Types of Constraints
There are two broad categories of constraints that exist in business environments, "internal constraints" and "market constraints". Additionally, within the category of internal constraints lie the sub-categories of "physical constraints and policy constraints". All categories are described further below:
Physical constraints can be broken down further into two categories.The first is that of "capacity (or resource) constraints," which includes the labor, machines, and buildings needed to convert purchased material into an end product. The second category is that of "material constraints", which are the raw goods, work-in-process, etc. that are converted to finish product by the resources of the company.

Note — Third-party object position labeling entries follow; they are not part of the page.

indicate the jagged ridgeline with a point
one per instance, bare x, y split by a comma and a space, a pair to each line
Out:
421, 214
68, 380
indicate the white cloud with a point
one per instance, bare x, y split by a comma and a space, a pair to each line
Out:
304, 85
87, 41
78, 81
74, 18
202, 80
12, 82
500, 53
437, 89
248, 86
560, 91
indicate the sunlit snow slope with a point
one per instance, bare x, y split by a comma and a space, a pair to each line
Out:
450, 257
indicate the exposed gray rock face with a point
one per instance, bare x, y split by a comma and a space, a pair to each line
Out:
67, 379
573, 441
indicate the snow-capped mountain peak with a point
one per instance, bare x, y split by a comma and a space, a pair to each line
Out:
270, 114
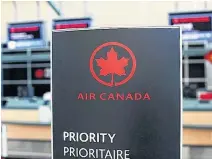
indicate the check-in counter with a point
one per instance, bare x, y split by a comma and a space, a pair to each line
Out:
29, 138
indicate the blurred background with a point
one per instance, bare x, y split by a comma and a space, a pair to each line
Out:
26, 38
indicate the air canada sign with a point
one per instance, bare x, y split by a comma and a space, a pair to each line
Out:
116, 93
109, 69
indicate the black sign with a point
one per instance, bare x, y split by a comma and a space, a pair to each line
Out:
116, 93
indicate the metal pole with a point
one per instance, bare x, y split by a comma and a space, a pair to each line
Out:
4, 140
15, 10
61, 8
85, 8
205, 5
176, 6
38, 9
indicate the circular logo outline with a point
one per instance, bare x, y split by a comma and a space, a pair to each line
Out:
96, 50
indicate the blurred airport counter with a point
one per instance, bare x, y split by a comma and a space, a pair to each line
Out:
28, 136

Policy constraints can be divided into the categories of "mindset constraints," "measures constraints," and "methods constraints." Mindset refers to the thought process or culture of the organization. It is mindset that organizes the company’s thinking and assigns priorities to different courses of action. New measures that contradict the prevailing mindset have little chance of being implemented. Measures constraints may be responsible for creating situations that encourage behaviors that have a negative effect on the performance of a business. Bonuses that have an overall negative impact on the bottom-line of a firm would fall into this category. Methods constraints refer to the procedures and techniques that determine how the day-to-day operation of the organization is carried out.
- Market constraints exist when the demand for a company’s products and services is less than or equal to the capacity of the organization.
Regardless of the type of constraint, the importance of constraints lies in the influence they exert on the performance of any organization.